В той же стенограмме, в заключительной речи автора, есть следующие слова:
«Что касается прямого указания, кто преступник, а кто нет, — у меня такой агитационный уклон, я не люблю, чтобы этого не понимали. Я люблю сказать до конца, кто сволочь. Но я постараюсь это развернуть».
Примечательно, что Зощенко, стилистической манере которого были не свойственны ни гиперболы («в десять раз увеличить»), ни лобовые приемы («сказать до конца, кто сволочь»), с полным сочувствием отнесся к этим приемам в творчестве Маяковского. Запоминание в данном случае явилось признаком одобрения. Зощенко поддерживал преувеличения и словесные обнажения как закономерные приемы сатиры.
О смерти Маяковского, обстоятельствах ее и причинах, я никогда не заговаривал с Михаилом Михайловичем, полагая, что в этом вопросе информирован лучше его. Но однажды он, почти невзначай, обронил, что если постичь во всей глубине историю души поэта, характер его страданий и состраданий, то можно лучше понять и его личную драму, и его ранний конец.

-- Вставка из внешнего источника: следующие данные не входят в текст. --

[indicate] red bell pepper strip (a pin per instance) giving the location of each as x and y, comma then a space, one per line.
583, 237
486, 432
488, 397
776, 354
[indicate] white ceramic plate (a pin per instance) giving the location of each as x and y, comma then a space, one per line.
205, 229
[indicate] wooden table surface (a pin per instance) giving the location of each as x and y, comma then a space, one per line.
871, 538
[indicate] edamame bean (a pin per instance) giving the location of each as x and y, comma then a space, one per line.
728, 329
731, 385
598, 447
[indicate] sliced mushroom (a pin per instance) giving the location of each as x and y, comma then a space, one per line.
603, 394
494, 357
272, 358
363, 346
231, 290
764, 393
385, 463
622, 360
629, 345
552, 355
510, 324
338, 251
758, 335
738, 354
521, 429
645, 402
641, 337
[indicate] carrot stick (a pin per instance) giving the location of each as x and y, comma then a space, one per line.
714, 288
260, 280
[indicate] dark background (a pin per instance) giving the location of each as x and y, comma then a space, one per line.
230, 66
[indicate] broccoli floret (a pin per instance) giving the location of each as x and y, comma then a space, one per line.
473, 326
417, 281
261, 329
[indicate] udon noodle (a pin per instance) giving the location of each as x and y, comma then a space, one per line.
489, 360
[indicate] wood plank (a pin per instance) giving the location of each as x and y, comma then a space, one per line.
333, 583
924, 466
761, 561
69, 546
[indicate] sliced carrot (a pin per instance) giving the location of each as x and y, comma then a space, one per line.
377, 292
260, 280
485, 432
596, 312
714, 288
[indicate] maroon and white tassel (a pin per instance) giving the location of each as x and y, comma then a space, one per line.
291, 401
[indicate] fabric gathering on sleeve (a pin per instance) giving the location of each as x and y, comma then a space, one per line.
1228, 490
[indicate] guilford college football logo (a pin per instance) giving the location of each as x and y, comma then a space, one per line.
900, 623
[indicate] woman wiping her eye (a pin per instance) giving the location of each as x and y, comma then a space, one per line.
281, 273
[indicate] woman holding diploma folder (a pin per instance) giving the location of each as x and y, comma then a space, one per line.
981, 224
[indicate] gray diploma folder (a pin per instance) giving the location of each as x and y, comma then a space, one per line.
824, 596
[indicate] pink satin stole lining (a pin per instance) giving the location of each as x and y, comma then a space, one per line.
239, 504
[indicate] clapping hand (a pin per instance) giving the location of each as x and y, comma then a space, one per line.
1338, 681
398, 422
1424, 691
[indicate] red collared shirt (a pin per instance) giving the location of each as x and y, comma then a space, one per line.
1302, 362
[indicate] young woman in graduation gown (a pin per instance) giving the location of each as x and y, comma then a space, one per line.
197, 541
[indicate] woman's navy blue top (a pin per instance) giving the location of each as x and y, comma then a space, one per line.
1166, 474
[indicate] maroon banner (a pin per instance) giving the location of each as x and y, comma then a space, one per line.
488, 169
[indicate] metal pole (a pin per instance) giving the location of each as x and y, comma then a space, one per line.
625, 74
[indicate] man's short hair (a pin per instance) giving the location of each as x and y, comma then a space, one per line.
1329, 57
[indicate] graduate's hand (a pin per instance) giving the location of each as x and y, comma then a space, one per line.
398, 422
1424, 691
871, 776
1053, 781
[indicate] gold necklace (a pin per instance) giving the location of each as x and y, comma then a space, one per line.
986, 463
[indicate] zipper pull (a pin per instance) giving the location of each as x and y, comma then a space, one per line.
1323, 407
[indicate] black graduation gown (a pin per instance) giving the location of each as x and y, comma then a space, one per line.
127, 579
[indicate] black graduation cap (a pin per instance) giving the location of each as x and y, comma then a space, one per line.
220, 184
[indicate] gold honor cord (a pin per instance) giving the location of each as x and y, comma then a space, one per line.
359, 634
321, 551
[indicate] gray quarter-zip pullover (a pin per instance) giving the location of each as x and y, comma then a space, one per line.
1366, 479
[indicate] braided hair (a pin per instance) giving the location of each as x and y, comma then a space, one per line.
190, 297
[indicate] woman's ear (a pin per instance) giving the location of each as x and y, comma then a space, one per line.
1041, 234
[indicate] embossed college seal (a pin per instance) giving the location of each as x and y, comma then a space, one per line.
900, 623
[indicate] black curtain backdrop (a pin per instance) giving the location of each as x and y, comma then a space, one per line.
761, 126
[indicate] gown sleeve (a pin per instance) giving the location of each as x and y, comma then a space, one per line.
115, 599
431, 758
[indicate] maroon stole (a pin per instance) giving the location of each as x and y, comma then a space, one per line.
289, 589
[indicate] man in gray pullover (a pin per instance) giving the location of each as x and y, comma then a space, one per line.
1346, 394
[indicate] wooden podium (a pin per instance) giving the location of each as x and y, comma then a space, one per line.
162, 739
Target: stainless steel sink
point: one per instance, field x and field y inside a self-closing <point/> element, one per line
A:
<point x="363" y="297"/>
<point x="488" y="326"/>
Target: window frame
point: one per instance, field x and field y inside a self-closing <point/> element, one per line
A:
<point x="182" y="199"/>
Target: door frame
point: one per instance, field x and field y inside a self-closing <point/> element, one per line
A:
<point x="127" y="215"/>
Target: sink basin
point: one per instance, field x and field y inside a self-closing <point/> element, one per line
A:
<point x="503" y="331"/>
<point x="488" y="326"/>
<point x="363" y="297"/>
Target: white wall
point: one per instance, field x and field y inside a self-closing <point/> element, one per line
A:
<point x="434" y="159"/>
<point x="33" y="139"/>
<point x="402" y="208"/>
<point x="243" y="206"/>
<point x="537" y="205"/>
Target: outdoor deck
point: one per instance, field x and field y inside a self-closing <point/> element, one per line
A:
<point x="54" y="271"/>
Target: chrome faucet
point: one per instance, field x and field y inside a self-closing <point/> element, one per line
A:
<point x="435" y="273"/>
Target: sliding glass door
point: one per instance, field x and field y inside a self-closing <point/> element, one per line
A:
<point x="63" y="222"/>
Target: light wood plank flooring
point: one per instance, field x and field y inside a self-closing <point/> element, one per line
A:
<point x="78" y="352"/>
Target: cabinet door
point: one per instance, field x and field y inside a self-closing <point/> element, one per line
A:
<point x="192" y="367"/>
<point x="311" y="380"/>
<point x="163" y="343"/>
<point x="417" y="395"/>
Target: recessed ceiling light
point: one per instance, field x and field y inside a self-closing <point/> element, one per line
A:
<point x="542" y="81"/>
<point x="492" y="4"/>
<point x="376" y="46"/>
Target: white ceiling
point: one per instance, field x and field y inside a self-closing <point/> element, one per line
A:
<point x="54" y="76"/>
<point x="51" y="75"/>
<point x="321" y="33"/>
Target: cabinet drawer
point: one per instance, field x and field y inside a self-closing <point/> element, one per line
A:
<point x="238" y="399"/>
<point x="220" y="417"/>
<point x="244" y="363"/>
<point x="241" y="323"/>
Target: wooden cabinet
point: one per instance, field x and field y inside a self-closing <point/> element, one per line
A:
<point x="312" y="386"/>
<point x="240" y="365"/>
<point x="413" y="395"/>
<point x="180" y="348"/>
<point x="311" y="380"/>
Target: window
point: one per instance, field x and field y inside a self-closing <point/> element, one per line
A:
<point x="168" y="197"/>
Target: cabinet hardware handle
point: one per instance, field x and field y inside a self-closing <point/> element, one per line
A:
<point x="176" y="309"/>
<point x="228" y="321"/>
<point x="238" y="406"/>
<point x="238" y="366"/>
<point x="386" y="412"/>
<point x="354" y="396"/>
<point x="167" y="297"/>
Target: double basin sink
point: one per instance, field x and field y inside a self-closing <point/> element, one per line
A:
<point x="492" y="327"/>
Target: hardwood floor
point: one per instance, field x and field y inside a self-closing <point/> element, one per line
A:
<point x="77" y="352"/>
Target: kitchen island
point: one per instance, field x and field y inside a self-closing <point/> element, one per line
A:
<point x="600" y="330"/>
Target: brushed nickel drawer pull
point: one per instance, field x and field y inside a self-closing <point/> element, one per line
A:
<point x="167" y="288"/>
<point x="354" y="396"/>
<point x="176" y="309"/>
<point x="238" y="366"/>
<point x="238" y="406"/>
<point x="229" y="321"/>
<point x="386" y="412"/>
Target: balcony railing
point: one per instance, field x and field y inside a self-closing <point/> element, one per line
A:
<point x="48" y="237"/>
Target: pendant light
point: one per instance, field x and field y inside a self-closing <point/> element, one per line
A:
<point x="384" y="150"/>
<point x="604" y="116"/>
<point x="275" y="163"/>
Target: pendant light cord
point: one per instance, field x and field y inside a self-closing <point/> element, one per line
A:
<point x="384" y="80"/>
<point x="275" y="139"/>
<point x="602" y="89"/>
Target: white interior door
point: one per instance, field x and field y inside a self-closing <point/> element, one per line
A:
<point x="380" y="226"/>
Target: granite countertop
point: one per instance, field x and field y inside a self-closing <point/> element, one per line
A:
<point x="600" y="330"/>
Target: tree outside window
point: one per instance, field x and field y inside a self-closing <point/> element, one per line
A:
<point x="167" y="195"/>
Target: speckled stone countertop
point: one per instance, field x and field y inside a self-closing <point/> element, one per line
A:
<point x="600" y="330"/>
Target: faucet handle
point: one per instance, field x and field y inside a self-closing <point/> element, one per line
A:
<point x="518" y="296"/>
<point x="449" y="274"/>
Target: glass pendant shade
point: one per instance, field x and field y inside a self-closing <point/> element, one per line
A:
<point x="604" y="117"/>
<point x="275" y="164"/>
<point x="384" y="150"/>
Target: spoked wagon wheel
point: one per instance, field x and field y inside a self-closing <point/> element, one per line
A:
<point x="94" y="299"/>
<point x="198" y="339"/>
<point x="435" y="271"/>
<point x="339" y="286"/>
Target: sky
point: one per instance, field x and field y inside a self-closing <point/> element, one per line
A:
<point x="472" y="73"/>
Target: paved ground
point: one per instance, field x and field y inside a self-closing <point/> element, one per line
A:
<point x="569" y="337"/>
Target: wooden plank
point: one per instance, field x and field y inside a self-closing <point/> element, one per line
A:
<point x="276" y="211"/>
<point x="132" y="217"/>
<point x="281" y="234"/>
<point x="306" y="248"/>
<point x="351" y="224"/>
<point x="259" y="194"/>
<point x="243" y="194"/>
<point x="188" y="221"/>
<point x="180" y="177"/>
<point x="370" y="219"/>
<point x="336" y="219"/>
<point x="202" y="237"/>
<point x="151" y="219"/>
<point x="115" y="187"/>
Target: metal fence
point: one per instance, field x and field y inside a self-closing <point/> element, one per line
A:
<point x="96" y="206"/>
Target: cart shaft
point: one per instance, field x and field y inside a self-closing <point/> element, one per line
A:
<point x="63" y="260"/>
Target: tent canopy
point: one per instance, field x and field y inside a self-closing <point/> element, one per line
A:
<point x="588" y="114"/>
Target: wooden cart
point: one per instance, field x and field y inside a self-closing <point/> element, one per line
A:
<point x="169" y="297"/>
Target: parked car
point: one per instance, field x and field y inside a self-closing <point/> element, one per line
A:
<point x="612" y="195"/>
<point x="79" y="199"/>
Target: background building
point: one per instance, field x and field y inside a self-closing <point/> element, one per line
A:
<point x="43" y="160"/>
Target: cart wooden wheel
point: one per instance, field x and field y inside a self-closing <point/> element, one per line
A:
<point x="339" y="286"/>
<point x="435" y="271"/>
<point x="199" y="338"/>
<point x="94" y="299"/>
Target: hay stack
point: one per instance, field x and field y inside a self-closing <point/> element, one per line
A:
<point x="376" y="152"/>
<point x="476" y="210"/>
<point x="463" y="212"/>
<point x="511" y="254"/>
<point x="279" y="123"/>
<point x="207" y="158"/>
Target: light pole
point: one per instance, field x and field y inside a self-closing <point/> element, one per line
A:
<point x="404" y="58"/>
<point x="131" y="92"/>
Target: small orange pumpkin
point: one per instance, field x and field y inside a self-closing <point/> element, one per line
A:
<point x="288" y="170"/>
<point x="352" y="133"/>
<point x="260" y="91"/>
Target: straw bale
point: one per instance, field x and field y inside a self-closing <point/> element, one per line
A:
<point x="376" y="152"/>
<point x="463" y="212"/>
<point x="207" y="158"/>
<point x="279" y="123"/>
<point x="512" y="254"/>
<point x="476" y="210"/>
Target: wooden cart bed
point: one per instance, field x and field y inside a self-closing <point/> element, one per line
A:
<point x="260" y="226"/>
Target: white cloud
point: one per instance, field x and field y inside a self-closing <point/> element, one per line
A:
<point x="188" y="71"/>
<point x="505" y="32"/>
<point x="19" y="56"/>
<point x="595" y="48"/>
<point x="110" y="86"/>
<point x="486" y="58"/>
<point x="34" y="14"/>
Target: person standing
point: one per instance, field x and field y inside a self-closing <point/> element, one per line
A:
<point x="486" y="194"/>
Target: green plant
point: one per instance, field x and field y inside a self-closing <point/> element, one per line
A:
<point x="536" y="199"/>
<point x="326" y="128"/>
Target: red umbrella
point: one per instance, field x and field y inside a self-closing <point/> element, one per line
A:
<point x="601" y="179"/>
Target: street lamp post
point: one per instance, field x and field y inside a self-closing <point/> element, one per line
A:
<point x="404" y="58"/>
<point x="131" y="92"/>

Михаила Зощенко, как мы знаем, всегда преследовал нелепый парадокс. Его то и дело принимали не за того, кем он на самом деле являлся. Автора путали с героем-рассказчиком, ему приписывали слова и поступки его незадачливых литературных персонажей. Недоразумение это оборачивалось в одних случаях странными происшествиями в жизни автора, анекдотическими письмами читателей. В других случаях оно приводило к травле художника, к его многолетней опале. Парадокс выливался в торжество административного тупоумия, в систему надругательств и запретов.
После постановления ЦК ВКП(б) «О журналах „Звезда“ и „Ленинград“» и последовавшим за его выходом шельмованием на собраниях и в печати М. Зощенко был исключен из Союза писателей.
Удрученный всеми этими событиями, Зощенко, потемневший и худой, совершенно замкнулся в себе. Его редко можно было встретить на улице, он не всегда кланялся знакомым — не хотел их «скомпрометировать»; с досадой замечал, что некоторые из них избегали его. Он чувствовал себя виноватым перед друзьями — причинил им много хлопот, послужил поводом для закрытия журнала. При встречах он, впрочем, ни о чем таком не говорил, если собеседник не заговаривал первым. Не упоминал он и о том, что находится в тяжелом материальном положении — с ним расторгли все издательские договоры, его перестали печатать, и он сразу стал крупным денежным должником: нужно было покрыть все порядком уже израсходованные авансы.
Обо всем этом я узнал от его жены, которая (Зощенко вернул издательствам долги) стала распродавать домашние вещи. Писателю пришли на помощь друзья, предоставлявшие ему бессрочные займы. Я предложил однажды такой заем Вере Владимировне, но она отказалась: по-видимому, не считала меня достаточно близким себе человеком.
После встречи в 1954 году с английскими студентами, где простодушный и доверчивый Михаил Михайлович попытался изложить свою непосредственную реакцию на оскорбления, прозвучавшие в докладе А. А. Жданова, волна травли пошла по второму кругу. Было созвано общее собрание ленинградских писателей, на котором обязали выступить Зощенко.